Los griegos pensaban que sus dioses vivían de modo similar a los humanos ya que tenían las mismas virtudes y defectos que los hombres pero desconocían la enfermedad, la miseria, la vejez y la muerte. Eran omnipotentes e inmortales. Además se alimentaban de néctar y ambrosía.

De la unión de dioses y mortales nacían los héroes, que eran superiores a los hombres pero inferiores a los dioses. Estos, y a veces los héroes, representaban las fuerzas de la naturaleza.

En el monte Olimpo los dioses formaban una sociedad organizada en términos de autoridad y poderes, se movían con total libertad y formaban tres grupos que controlaban los poderes del cielo, el mar y la tierra.

Los doce dioses Olímpicos, eran Zeus, Hera, Hefesto, Atenea, Apolo, Artemis, Are, Afrodita, Hestia, Hermes, Deméter y Poseidón.

Hermes

Hermes es el dios olímpico mensajero, es el dios de las fronteras y los viajeros que las cruzan, y también de los pastores. Se lo considera también el patrón de oradores y del ingenio, de los literatos y poetas, del atletismo, de los inventos y del comercio en general. Pero también es el protector de ladrones y mentirosos, jefe de los sueños de los mortales y espía nocturno, según Homero.

Principalmente se lo considera como heraldo y mensajero de los dioses y protector de los viajes de un lado a otro, promotor del intercambio social y del comercio entre los hombres, mantenedor de la paz y dios de los caminos.

Como el comercio es el origen de la riqueza, Hermes también es el dios de las ganancias y las riquezas, especialmente si son inesperadas. Personifica el espíritu de cruce, se manifiesta en cualquier intercambio, transferencia, tránsito o travesía, actividades que involucren algún tipo de cruce.

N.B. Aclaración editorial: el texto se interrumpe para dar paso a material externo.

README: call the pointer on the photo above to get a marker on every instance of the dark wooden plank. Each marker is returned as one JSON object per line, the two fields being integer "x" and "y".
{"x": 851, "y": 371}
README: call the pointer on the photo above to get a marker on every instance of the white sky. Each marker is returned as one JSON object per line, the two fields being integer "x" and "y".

Es el dios de la prudencia y la habilidad en todas las relaciones de intercambio social. Esas cualidades se combinan con el fraude, el perjurio y la inclinación al robo.

Asimismo se lo considera el inventor de los sacrificios y es protector de los animales sacrificiales, de ahí que le ofrendaran las lenguas de los animales sacrificados. Otra función importante era su rol como patrón de todos los juegos gimnásticos de los griegos, por lo que su imagen comenzó a erigirse en la entrada de los gimnasios.

Sus inventos

Hermes inventó la lucha y varios tipos de carreras, por lo que fue nombrado patrón de los atletas.

En lo relativo a la música, inventó la lira (con un caparazón de tortuga y unas cuerdas tensadas) y la siringa (con unos tubos de caña unidos).

También se dice que inventó los pesos y medidas.

Las alitas de Hermes

Originalmente se lo representaba como un dios viejo y barbudo, pero en el siglo VI a.C. Hermes fue re-imaginado como un dios atlético.

Actualmente se lo representa con una bolsa, unas sandalias aladas, un sombrero de ala ancha como la que usan los viajeros para protegerse del sol y la lluvia, y una vara de heraldo con dos serpientes entrelazadas, el caduceo, con la que transforma todo en oro. El caduceo en algunas obras de arte tiene también alas, expresando la rapidez con la que el mensajero de los dioses se movía de un lado a otro.

Ladrón desde la infancia

Hermes era hijo de Zeus y Maya, una de las Pléyades. Nació en una cueva del monte Cilene, en Arcadia.

Se dice que siendo un bebé se escapó de su cuna, fue hasta Pieria y robó unos bueyes que pertenecían a Apolo. Los escondió en una cueva a todos menos a dos, que mató y consumió. De ahí que sea conocido como ladrón y patrón de los sacrificios. Volvió a su hogar, donde inventó la lira.

Apolo descubrió el robo y lo acusó ante Maya, quien lo defendió porque era un bebé. Sin embargo Apolo llevó a Hermes frente a Zeus y tuvo que devolverle los bueyes. Para que no se enojara le regaló la primera lira que había creado y se hicieron amigos.

Uno de sus hijos era hermafrodita

Hermafrodito era uno de los hijos inmortales de Hermes y Afrodita, y contaba con los dones de cada uno de ellos. Se lo representaba como un joven de bella figura, con pechos desarrollados y larga cabellera. El mito cuenta la historia de que la ninfa Salmacis se enamoró de él y fue a bañarse en el mismo río. Se unió tanto a él que ambos cuerpos formaron uno solo, conservando la doble característica sexual.